> On Thursday, July 03, 2003 5:23 PM, Neil Graham 
> <[EMAIL PROTECTED]> writes:
> >
> > How does this approach handle things like the schema unique particle
> > attribution or element declarations consistent constraints?  
> > Clearly you
> > could parse schema documents simply using information from the
> > schema-for-schemas, but using that alone, surely it's not 
> possible to
> > handle all conditions imposed on valid schemas by that spec.
> 
> Ah, Neil, you're a man in the trenches with Schema along with me!
> 

My apologies Neil,

Just after hitting "send" I realized I think I answered a
different question than the one that was asked.  Let me try again.

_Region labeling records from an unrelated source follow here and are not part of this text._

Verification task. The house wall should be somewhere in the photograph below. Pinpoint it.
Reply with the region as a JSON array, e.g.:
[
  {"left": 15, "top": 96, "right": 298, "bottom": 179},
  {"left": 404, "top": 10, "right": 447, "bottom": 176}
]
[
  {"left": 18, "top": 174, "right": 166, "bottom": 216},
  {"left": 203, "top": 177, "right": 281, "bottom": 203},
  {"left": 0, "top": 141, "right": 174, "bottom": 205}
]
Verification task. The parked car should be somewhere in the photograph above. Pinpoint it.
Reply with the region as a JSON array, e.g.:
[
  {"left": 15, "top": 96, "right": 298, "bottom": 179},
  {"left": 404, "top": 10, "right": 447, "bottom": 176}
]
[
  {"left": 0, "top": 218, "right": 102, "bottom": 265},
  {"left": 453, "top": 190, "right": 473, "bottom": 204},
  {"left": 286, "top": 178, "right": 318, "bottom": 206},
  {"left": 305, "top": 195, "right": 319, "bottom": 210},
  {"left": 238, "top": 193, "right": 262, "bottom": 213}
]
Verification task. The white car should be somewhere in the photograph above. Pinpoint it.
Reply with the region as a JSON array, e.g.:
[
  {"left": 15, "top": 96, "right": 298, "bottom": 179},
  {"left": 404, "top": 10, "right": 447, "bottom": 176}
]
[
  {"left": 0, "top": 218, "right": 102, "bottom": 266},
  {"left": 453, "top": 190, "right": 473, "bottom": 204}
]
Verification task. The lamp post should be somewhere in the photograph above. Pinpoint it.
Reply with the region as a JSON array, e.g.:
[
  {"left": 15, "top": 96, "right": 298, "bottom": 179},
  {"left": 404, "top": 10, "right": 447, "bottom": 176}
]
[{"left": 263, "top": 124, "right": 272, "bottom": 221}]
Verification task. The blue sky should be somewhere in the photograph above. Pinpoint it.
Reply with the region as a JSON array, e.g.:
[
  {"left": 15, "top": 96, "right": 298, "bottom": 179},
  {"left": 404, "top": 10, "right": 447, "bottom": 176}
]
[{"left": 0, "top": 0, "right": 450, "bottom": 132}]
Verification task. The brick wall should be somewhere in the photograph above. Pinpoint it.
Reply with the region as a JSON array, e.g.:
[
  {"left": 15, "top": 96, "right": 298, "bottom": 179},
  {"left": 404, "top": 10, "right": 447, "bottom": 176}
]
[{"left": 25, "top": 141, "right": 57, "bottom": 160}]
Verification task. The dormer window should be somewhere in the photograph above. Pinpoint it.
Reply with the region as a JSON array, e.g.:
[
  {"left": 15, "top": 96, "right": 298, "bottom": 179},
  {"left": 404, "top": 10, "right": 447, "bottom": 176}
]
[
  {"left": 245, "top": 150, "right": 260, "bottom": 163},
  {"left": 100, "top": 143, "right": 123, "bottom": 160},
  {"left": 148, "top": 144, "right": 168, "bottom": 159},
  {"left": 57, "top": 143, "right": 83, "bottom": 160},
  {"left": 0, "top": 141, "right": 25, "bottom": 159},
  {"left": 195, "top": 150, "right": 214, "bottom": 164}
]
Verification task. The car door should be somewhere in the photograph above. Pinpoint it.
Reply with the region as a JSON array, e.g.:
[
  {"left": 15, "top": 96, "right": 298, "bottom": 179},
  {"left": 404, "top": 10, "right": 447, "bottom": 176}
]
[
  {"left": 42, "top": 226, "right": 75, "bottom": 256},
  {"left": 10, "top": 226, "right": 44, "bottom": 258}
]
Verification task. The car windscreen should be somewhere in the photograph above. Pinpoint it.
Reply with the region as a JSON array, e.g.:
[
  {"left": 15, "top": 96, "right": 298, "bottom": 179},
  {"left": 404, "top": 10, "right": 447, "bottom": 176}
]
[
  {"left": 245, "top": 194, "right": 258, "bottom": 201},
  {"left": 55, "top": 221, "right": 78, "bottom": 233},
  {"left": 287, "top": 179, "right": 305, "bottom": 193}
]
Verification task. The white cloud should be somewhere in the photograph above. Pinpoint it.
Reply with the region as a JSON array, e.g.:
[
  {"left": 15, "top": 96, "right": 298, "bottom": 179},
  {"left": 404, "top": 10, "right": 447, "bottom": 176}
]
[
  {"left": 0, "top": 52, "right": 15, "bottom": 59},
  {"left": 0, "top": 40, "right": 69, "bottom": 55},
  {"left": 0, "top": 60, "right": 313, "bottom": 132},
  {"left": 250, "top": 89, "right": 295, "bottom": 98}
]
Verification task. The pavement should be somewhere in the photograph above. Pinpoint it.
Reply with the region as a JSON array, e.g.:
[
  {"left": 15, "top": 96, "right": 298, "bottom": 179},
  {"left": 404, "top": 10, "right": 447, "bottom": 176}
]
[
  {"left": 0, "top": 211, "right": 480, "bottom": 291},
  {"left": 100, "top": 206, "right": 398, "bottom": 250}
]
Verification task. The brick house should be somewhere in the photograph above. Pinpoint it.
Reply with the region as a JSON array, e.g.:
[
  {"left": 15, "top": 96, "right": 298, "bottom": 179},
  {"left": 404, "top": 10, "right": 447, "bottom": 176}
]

We have three layers the compiler handles.  Basically the compiler's
job is to go from (1) -> (2) -> (3).

(1) Schema syntax
(2) Schema type system in-memory
(3) Schema metadata binary persistence format

Layer (1) is handled by schema-for-schema as described in the
previous mail.

Layer (2) is where we do type resolution and verify all the
semantic rules of schema that are not imposed by s4s for
example particle valid (restriction) and element consistency
and actually many many many other rules.

I think layer (2) is the answer to your question.  Layer (2)
catches the valid-schema errors that are not syntactic-validation
issues.  Building layer (2) is the core of the compiler.

Once we pass layer (2) then we have a fully valid schema
type system and can persist it as layer (3).

Layer (3) can be loaded directly at runtime for high-speed
schema validation.  [basically it reconstructs (2) on-demand.]
Or at runtime if you choose to build the schema types via
layer (1)  and (2) you can do that too.